In 2014, NASA leased the L-39A launch pad to SpaceX for 20 years. Today, the Falcon 9 and the crewed spacecraft Crew Dragon take off from here. The L-39B site is being upgraded for future launches of SLS rockets with the Orion spacecraft.
Wallops Flight Facility, formerly WITC, Wallops Island Test Center, is one of the oldest US spaceports that has been operational since 1945. It consists of 3 separate sections: the main base, the mainland center, and the Wallops Islands launch site. Test flights of a manned Mercury capsule with two monkeys on board took place here.
The first successful launch from Wallops took place on 16th February 1961, when the Scout X-1 launch vehicle successfully deployed the Explorer-9 satellite into LEO.
Since 2006, part of the site has been leased by the private aerospace corporation Virginia Commercial Space Flight Authority for commercial launches. This area was renamed Mid-Atlantic Regional Spaceport, MARS. From here, the Minotaur and Antares heavy carrier rockets are launched. In total, over 30 launches took place from Wallops.

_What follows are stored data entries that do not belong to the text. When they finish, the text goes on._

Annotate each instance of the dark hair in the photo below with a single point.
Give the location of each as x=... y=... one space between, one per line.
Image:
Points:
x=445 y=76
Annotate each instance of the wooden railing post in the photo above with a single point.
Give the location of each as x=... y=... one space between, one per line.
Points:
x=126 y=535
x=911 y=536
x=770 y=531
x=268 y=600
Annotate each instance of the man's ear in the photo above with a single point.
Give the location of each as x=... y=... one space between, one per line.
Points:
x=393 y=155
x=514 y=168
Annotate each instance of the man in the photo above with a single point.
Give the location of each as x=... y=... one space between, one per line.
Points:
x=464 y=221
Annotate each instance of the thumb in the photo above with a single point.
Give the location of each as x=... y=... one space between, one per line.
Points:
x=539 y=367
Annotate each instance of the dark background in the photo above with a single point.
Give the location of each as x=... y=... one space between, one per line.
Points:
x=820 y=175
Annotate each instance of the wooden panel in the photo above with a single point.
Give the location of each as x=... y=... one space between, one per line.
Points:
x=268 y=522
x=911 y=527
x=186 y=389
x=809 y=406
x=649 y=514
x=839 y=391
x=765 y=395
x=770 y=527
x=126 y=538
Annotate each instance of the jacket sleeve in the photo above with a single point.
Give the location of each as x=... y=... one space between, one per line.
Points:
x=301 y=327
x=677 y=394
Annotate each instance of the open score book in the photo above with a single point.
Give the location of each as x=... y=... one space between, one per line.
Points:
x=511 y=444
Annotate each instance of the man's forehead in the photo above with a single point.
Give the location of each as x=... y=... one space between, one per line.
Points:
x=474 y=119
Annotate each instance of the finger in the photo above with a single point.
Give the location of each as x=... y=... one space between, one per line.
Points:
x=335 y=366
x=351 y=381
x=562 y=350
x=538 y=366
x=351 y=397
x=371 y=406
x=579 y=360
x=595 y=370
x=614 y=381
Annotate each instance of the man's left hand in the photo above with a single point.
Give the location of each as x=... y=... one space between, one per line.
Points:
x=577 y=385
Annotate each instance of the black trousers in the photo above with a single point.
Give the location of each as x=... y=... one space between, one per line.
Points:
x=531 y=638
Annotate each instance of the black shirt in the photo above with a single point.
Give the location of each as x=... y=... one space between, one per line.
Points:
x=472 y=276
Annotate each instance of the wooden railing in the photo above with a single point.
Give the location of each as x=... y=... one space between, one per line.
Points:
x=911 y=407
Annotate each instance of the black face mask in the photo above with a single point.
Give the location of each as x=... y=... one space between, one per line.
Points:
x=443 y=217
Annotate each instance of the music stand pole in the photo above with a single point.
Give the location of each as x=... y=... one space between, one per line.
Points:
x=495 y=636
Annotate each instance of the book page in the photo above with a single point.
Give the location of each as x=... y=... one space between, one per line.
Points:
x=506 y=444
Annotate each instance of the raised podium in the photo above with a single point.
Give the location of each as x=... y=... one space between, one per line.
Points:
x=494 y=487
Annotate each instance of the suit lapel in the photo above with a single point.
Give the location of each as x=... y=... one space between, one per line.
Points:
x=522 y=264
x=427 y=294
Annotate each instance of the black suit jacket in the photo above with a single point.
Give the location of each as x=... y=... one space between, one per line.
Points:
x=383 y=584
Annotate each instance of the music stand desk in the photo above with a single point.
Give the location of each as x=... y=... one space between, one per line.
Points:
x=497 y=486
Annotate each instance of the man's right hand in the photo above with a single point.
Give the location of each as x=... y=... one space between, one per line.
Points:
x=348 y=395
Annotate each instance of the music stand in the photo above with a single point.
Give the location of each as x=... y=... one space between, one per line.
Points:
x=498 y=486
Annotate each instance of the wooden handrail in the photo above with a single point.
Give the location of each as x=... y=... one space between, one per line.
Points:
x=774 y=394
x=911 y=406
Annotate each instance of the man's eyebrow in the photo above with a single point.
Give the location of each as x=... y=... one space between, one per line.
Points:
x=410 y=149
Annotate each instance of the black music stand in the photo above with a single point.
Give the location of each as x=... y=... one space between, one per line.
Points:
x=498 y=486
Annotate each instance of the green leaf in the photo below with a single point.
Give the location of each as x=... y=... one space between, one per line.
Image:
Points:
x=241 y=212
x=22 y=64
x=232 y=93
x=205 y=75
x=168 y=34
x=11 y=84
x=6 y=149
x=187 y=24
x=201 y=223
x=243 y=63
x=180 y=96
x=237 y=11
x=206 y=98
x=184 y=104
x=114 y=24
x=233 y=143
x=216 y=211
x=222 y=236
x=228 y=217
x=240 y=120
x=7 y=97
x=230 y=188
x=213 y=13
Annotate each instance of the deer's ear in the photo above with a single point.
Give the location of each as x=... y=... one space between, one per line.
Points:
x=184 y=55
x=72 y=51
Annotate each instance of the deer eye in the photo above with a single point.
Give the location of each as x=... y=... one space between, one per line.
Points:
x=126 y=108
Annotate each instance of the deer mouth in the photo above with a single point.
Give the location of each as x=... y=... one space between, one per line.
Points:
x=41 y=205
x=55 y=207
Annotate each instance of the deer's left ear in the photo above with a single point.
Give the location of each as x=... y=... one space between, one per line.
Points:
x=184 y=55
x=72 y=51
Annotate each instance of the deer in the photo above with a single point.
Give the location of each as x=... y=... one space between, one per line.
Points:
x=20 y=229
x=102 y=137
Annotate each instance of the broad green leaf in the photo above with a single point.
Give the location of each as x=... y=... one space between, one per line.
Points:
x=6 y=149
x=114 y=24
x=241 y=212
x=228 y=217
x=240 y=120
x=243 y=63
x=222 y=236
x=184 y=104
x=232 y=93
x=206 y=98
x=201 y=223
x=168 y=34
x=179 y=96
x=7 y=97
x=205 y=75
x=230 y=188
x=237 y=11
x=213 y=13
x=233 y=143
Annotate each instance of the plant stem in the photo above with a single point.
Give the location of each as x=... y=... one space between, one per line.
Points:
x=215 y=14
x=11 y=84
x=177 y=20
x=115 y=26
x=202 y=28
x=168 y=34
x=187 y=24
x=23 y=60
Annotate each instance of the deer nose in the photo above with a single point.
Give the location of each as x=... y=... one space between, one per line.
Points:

Mojave Spaceport, California
This is one of the most special rocket launch sites in USA because it is the first commercial spaceport for horizontal launches licensed by the FAA. The facility is known for acting as the testing ground for Scaled Composites SpaceShipOne, which on 21st June 2004, performed the first privately funded suborbital manned flight. Today, XCOR Aerospace, Masten Space Systems, Virgin Galactic, The Spaceship Company, Stratolaunch Systems, Firestar Technologies, and Orbital Sciences Corporation are based here. The facility also hosts commercial LauncherOne air launches by Virgin Orbit.
Houston Spaceport (Texas)
And of course, we could not ignore the NASA Space Center in Houston, which has been rightfully considered the heart of the American space missions for almost 30 years. From here, astronaut landing on the moon as part of the Apollo mission was controlled (it was here that the legendary phrase “Houston, we have a problem” was voiced). The facility also provided controls for the space shuttle program and flights to the ISS.
In 2013, Houston applied to the FAA for a license, and since then, it is not only a center for space cooperation and development but also the only commercial spaceport located within the precincts of Houston, the 4th largest city in the United States, at Ellington Airport. In other words, it is a city within a city, home to over 200 aerospace manufacturing and development companies and one of the most famous US rocket launch sites.